Ein weiterer Forschungszweig zeichnet nach, wie eine neue Geografie der Angst die aggressive Umwandlung von Städten nach den Kriterien der Kriminalitäts- und Terrorismusbekämpfung antreibt, oft mithilfe von Mitteln moderner Kriegsführung. Und wieder andere Studien verweisen auf die Schlüsselrolle hochgradig konzentrierter Massenmedien in der autoritären Verbreitung von Angst, insofern als Nachrichten, Reality-Fernsehen und Social-Media-Algorithmen immer stärker auf das Spektakel blutender Körper, erniedrigender Szenarien und zwischenmenschlicher Verbrechen setzen. Einen zusätzlichen Problembereich bildet rechtsnationale Demagogie, die mittels einer Atmosphäre der Angst marode Regime stützen und gewaltvoll Konsens erzeugen will.

Doch ebenso befasst sich dieses Buch damit, wie Angst eigentlich funktioniert: nicht nur als Gefühl und Machtinstrument, sondern auch im Sinne von Rede und Gegenrede, als dialektische Beziehung.
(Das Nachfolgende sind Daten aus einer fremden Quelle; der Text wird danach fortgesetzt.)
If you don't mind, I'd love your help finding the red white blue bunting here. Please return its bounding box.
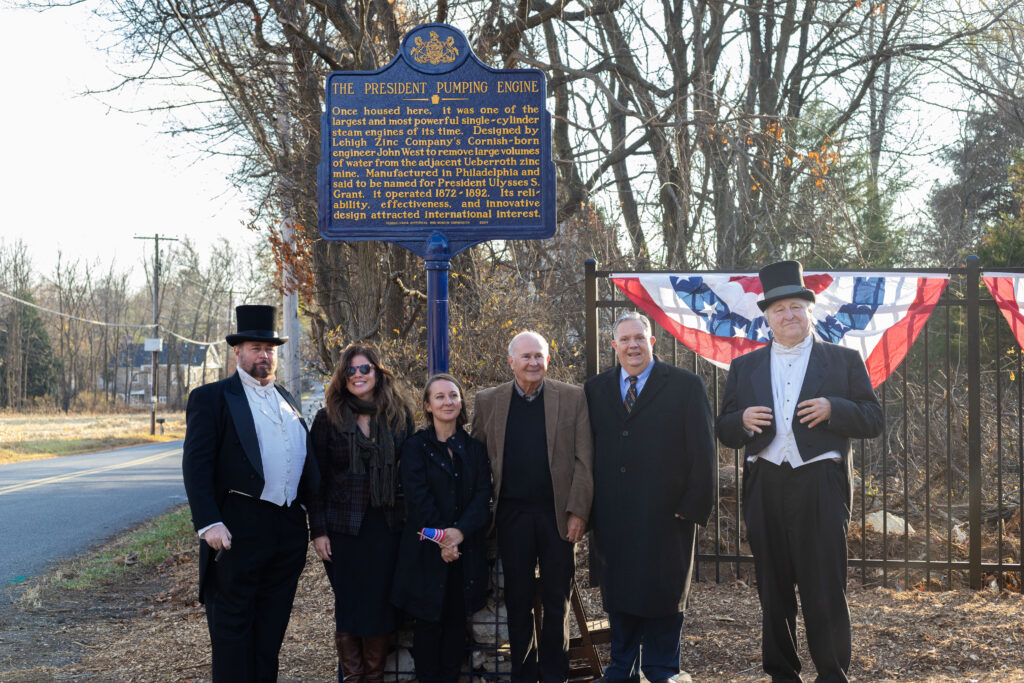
[981,272,1024,347]
[611,272,950,386]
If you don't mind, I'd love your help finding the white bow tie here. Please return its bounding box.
[771,337,811,355]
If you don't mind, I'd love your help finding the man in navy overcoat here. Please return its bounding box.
[584,311,716,683]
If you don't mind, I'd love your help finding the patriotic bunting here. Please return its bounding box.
[611,272,950,387]
[981,272,1024,347]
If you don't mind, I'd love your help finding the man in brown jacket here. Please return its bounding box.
[473,331,594,683]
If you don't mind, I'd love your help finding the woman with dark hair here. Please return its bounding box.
[309,344,413,683]
[392,374,490,683]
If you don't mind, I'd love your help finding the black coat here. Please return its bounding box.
[584,358,716,618]
[715,339,885,505]
[181,373,319,601]
[391,428,490,622]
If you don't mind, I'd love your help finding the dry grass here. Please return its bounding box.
[0,413,185,465]
[6,513,1024,683]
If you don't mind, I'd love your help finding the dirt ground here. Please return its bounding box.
[0,532,1024,683]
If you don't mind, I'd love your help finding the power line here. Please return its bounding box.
[0,292,227,346]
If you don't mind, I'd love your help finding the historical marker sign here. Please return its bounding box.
[317,24,555,257]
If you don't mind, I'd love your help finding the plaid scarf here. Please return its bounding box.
[341,396,398,508]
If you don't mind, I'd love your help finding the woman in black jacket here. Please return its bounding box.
[308,344,413,683]
[392,374,490,683]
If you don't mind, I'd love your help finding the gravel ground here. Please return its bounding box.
[0,540,1024,683]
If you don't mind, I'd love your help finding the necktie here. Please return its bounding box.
[623,375,637,415]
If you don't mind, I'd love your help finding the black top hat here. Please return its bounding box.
[226,306,288,346]
[758,261,814,310]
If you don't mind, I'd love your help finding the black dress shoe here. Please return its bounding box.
[654,671,693,683]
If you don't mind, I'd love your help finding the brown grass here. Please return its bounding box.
[0,413,185,465]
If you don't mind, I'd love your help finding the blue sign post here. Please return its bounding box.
[317,24,555,374]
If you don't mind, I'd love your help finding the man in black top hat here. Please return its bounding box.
[181,306,317,682]
[716,261,883,682]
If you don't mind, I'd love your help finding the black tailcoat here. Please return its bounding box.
[181,373,318,601]
[584,358,716,618]
[716,339,884,506]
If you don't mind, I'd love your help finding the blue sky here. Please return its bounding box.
[0,4,253,283]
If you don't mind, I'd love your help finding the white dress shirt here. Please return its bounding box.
[748,335,843,468]
[199,368,306,538]
[238,368,306,505]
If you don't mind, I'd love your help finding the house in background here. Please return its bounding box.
[107,340,223,405]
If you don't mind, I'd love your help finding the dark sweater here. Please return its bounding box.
[501,391,555,505]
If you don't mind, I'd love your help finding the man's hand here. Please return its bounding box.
[565,512,587,543]
[441,526,466,548]
[313,533,331,562]
[743,405,771,434]
[200,524,231,550]
[797,398,831,429]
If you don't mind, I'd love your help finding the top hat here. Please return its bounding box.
[226,306,288,346]
[758,261,814,310]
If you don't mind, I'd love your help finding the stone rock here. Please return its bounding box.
[470,605,509,645]
[864,510,916,536]
[384,647,416,681]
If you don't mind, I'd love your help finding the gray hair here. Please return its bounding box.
[509,330,550,358]
[611,310,654,338]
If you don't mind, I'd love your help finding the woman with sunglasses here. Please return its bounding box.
[309,344,413,683]
[393,374,490,683]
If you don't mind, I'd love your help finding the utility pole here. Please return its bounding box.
[135,232,177,435]
[274,66,302,405]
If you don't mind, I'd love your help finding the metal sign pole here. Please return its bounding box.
[424,232,452,375]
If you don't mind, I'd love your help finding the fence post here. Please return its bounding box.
[584,258,598,378]
[964,254,982,589]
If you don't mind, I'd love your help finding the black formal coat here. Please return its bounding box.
[181,373,319,601]
[715,339,885,506]
[584,358,716,618]
[391,427,490,622]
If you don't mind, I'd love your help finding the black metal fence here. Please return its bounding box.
[586,257,1024,590]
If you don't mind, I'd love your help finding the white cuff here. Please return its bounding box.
[199,522,224,539]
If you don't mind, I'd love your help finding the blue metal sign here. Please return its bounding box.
[317,24,556,259]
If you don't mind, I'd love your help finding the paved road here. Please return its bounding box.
[0,441,185,593]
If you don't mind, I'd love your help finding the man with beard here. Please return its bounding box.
[717,261,885,683]
[181,306,317,682]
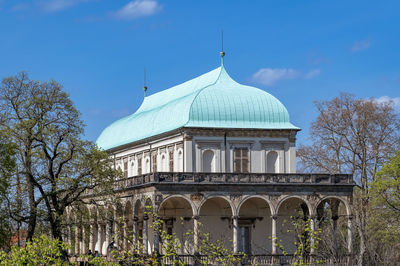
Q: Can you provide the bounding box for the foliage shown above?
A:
[298,93,400,265]
[275,213,323,266]
[0,135,16,249]
[0,235,68,265]
[89,203,245,265]
[0,72,117,245]
[368,151,400,264]
[371,151,400,215]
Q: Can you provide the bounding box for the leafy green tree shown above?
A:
[0,133,16,249]
[0,72,117,247]
[0,235,69,265]
[368,151,400,265]
[298,93,400,265]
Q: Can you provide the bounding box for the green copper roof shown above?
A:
[96,66,299,150]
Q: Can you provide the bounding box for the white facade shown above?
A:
[112,129,296,177]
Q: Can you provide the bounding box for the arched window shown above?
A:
[161,154,167,172]
[203,150,215,172]
[178,150,183,172]
[267,151,279,173]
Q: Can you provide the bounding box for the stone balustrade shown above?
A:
[114,172,354,189]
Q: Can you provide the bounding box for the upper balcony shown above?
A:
[114,172,355,190]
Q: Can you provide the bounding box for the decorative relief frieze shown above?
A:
[190,193,204,202]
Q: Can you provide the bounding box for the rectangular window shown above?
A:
[233,148,250,173]
[169,151,174,172]
[138,158,142,175]
[124,158,128,178]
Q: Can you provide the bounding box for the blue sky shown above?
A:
[0,0,400,143]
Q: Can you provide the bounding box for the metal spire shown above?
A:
[219,30,225,66]
[143,68,147,97]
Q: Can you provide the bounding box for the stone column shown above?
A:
[310,215,315,255]
[81,224,87,255]
[89,222,95,253]
[122,218,129,251]
[103,220,112,255]
[67,225,73,255]
[347,215,353,254]
[153,217,160,254]
[183,135,194,172]
[132,215,139,253]
[97,223,104,255]
[331,201,339,255]
[143,214,149,255]
[271,214,278,254]
[232,216,239,254]
[74,224,79,255]
[111,210,121,249]
[193,215,200,254]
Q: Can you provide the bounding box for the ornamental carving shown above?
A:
[190,193,204,201]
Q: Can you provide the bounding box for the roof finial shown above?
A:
[143,68,147,97]
[219,30,225,65]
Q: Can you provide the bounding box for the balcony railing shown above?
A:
[114,172,354,189]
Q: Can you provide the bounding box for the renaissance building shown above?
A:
[69,53,354,262]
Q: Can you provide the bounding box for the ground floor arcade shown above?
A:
[65,187,352,256]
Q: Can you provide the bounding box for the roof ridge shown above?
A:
[183,64,226,126]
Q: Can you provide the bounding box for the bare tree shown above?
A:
[298,93,400,265]
[0,72,116,245]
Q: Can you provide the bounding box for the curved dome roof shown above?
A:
[96,66,299,150]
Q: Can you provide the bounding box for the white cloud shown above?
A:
[39,0,90,12]
[375,96,400,110]
[304,69,321,79]
[252,68,300,85]
[351,40,371,52]
[251,68,321,85]
[113,0,162,20]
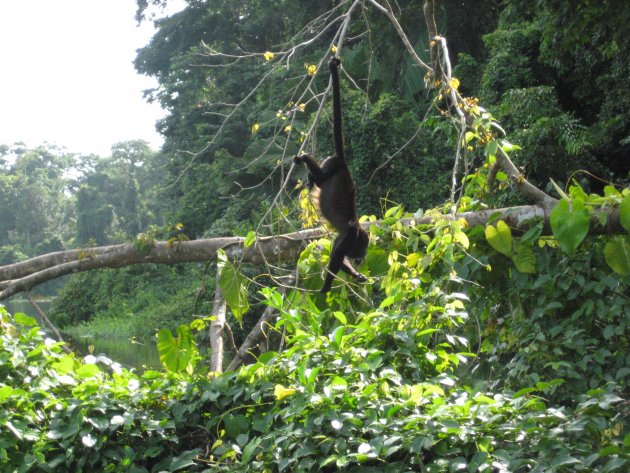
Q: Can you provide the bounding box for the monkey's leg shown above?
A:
[320,233,359,293]
[341,258,367,282]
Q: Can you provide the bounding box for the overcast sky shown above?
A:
[0,0,179,156]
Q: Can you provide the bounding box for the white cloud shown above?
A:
[0,0,185,155]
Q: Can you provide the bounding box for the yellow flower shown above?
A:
[273,384,297,401]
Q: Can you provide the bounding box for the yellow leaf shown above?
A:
[273,384,297,401]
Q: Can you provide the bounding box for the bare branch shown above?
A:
[0,206,625,300]
[210,280,227,373]
[226,275,296,371]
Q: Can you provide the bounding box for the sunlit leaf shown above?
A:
[217,250,249,322]
[619,194,630,233]
[550,199,590,256]
[273,384,297,401]
[485,220,512,258]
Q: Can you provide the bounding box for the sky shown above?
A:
[0,0,181,156]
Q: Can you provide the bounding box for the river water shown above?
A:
[2,299,161,371]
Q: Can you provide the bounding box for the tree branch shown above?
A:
[0,206,625,300]
[210,280,227,373]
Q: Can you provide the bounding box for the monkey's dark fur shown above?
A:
[293,57,369,292]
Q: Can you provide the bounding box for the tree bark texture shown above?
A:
[0,205,625,300]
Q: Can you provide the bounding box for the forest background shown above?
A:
[0,0,630,471]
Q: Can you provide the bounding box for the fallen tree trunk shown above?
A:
[0,205,625,300]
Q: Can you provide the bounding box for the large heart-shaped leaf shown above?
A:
[486,220,512,258]
[551,199,590,256]
[217,251,249,323]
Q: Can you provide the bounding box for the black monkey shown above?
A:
[293,57,369,293]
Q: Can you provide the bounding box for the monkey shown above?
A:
[293,57,369,293]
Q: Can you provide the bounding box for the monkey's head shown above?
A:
[347,224,370,259]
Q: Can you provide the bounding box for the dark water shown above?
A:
[2,299,162,371]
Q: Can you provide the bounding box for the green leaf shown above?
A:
[486,220,512,258]
[223,414,249,440]
[0,386,14,402]
[217,250,249,323]
[157,325,199,374]
[512,243,536,274]
[551,199,590,256]
[485,140,499,158]
[604,235,630,276]
[81,434,96,448]
[333,311,348,325]
[619,194,630,233]
[13,312,37,327]
[243,230,256,249]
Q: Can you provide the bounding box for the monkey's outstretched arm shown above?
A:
[293,154,339,187]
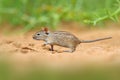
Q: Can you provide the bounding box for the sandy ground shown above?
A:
[0,24,120,67]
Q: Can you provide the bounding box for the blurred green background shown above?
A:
[0,0,120,30]
[0,0,120,80]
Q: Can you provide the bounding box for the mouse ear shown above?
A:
[42,27,48,34]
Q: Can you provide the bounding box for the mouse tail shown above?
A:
[81,37,112,43]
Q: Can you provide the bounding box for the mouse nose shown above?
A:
[33,36,35,39]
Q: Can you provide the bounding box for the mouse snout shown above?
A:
[33,36,36,39]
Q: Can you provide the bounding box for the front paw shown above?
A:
[42,44,46,47]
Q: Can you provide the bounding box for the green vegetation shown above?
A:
[0,0,120,31]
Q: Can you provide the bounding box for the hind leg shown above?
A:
[63,47,76,53]
[49,44,54,51]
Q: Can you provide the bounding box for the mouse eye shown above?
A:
[37,34,40,35]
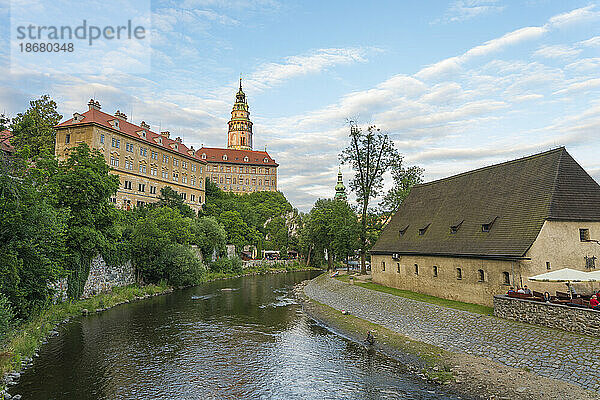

Furcht bedeutet zweifelsohne Unterdrückung, Herrschaft und Hilflosigkeit. Aber gerade weil sie politisch ist, muss man sie auch als Katalysator, wenn nicht sogar als Schauplatz einer Vielzahl individueller und kollektiver Formen von Verweigerung und Widerstand verstehen. Um sich kritisch mit dieser inneren Gegensätzlichkeit zu beschäftigen, reflektieren die hier gesammelten Dialoge zeitgenössische wie historische Erscheinungsformen einer Kultur der Angst.

Die Gespräche für diesen Band haben zu einer Zeit verstörender globaler Geschehnisse stattgefunden. Auf der einen Seite wären da die grassierenden Sicherheitsmaßnahmen – weltweit im Namen des Kampfs gegen Terrorismus und Kriminalität eingeführt –, auf der anderen eine wachsende sozioökonomische und existenzielle Unsicherheit, die als zwingende Notwendigkeit zugunsten einer neoliberalen Vernunft dargestellt wird. Vor diesem Hintergrund wollte ich mit anderen darüber sprechen, was unsere heutige politische Situation bedeutet, besonders im Hinblick auf eine emanzipatorische Politik, die soziale, wirtschaftliche und kulturelle Gerechtigkeit zum Ziel hat.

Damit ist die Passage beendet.